On Saturday, I went into the library again. I came prepaired with a book I wanted translated into Russian, “Frog and Toad are Friends.” I wanted it for some of the kids I work with. Kundis was already there. “Okay,” she said and again we went into the librians’ work place. I explained to her again that this wasn’t a tutor session, but her helping me out, and me helping her. She pulled out a series of textbooks. “Actually, I brought this book I need translated for my children. I think it will be good for us to do together.” “Ladna.” And so we began. I had her read, corrected her pronunciation, then asked questions for comprhension. Never ask the question ‘what happened’ here or you’ll get as many word for word lines as the student can memorize.
We were on page two when a round Kazakh woman came in in her fur coat, smiling the widest smile so as to show her four front metal teeth and happy wrinkles all around. “That is my mother.” Kundis explained. “She is come to see you.” “Oh, Zdrostviture.” I greeted in the formal and “Hello” to another young librarian who had come in by now to observe as well. I started in on some small conversation with the mother. Kundis translated back and forth and her mother asked if I would give a lesson to Kundis every week. “It’s not a lesson.” I explained again. “I am helping her out and…” “You can come to our house every Saturday.” Well, I wasn’t ready to commit to every Saturday, but I’m not one to say no to a Kazakhstani ghosty. Never let it be said I passed up good food and a chance to snoop around someone’s house. “Well, I don’t know about a lesson, or every weekend, but I’d love to come next Saturday.” “Let’s!” Kundis was trying to keep up with the translation and giving her mother an explaination of why I couldn’t go. “You want to come?” “Of course, it will be interesting for me!” (interesting is something of the highest and most overused commplements in this country). And so by the time it was arranged and we had gotten to page four of Frog and Toad, our time was up for day one.

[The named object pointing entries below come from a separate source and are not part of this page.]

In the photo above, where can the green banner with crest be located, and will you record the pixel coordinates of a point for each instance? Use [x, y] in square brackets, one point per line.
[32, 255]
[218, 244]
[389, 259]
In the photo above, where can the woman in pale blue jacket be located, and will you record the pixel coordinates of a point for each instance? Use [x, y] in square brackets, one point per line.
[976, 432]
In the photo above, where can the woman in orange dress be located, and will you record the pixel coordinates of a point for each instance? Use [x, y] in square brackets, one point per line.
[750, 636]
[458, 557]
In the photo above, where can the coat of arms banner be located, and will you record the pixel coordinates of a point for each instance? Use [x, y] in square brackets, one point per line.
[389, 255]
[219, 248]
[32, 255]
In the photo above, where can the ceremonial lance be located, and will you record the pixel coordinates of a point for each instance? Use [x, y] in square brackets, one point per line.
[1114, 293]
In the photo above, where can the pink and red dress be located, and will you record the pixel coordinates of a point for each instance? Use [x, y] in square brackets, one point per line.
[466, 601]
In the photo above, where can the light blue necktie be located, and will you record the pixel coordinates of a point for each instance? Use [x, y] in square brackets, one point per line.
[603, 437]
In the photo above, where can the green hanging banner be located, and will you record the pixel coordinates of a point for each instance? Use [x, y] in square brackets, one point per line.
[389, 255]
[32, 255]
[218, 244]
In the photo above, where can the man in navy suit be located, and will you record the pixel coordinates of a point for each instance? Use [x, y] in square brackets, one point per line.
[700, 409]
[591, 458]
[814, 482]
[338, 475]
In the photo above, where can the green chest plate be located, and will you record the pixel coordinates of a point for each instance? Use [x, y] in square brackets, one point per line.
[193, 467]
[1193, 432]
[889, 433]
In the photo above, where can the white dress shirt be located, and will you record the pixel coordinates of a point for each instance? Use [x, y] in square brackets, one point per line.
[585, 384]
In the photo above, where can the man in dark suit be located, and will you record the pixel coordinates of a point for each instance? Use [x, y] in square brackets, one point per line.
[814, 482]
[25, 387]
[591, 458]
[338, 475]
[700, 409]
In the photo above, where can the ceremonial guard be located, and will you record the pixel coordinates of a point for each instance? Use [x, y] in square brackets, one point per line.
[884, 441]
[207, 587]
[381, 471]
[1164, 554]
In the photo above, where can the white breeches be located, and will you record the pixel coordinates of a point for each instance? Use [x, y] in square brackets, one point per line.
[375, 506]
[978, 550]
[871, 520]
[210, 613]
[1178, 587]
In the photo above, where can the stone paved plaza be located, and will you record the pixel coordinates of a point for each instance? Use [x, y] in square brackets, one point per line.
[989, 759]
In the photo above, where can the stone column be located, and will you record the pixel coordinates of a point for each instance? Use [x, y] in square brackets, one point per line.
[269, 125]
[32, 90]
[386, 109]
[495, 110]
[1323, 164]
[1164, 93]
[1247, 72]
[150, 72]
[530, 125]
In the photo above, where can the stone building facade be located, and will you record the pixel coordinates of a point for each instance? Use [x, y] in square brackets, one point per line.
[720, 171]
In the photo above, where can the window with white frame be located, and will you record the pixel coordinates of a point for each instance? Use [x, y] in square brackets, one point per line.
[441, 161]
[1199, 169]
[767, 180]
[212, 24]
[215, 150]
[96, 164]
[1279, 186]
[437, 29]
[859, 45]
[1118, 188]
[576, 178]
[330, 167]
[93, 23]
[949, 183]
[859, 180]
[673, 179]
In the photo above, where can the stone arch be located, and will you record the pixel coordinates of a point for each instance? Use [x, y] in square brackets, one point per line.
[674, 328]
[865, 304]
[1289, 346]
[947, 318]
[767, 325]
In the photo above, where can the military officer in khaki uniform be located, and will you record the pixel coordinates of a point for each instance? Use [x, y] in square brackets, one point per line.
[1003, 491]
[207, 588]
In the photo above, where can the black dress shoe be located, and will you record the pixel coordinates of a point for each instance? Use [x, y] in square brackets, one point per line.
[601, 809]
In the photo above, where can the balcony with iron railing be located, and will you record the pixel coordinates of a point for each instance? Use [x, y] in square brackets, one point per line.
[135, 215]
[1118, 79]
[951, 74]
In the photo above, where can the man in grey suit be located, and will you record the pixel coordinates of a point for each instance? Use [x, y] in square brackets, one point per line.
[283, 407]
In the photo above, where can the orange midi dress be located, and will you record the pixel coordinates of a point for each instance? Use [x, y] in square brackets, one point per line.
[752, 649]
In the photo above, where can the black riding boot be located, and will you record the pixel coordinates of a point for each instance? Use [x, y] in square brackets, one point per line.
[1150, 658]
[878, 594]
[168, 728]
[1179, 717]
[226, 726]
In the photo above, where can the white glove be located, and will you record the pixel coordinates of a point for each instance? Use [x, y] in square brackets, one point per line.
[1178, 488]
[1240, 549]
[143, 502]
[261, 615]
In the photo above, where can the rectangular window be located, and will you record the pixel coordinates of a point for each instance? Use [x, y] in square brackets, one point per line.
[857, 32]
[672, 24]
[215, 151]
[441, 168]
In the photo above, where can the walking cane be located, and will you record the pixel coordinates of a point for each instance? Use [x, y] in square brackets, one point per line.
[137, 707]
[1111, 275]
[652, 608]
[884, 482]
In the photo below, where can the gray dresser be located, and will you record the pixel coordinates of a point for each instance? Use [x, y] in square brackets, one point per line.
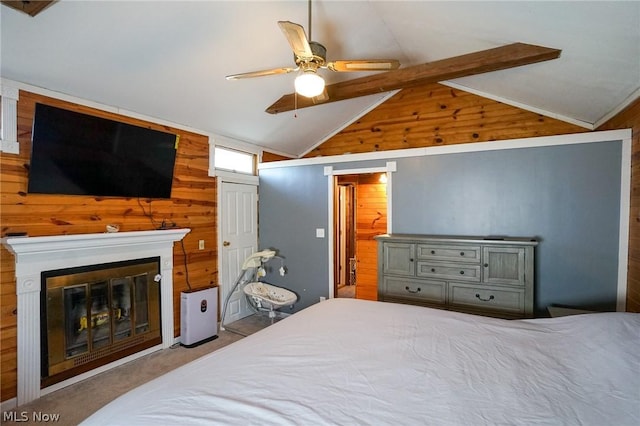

And that is typical life as an American in Kazakhstan. You never know what will happen from one minute to the next and everyone around you is just as curious to see what you will do. The real thing for me inm this particular incident was making some connections. Relating to people and finding friends is what keeps you going no matter where you are. The fact that Kazakhs are known for their ghosties (roughly translated guestings), doesn’t hurt in the least!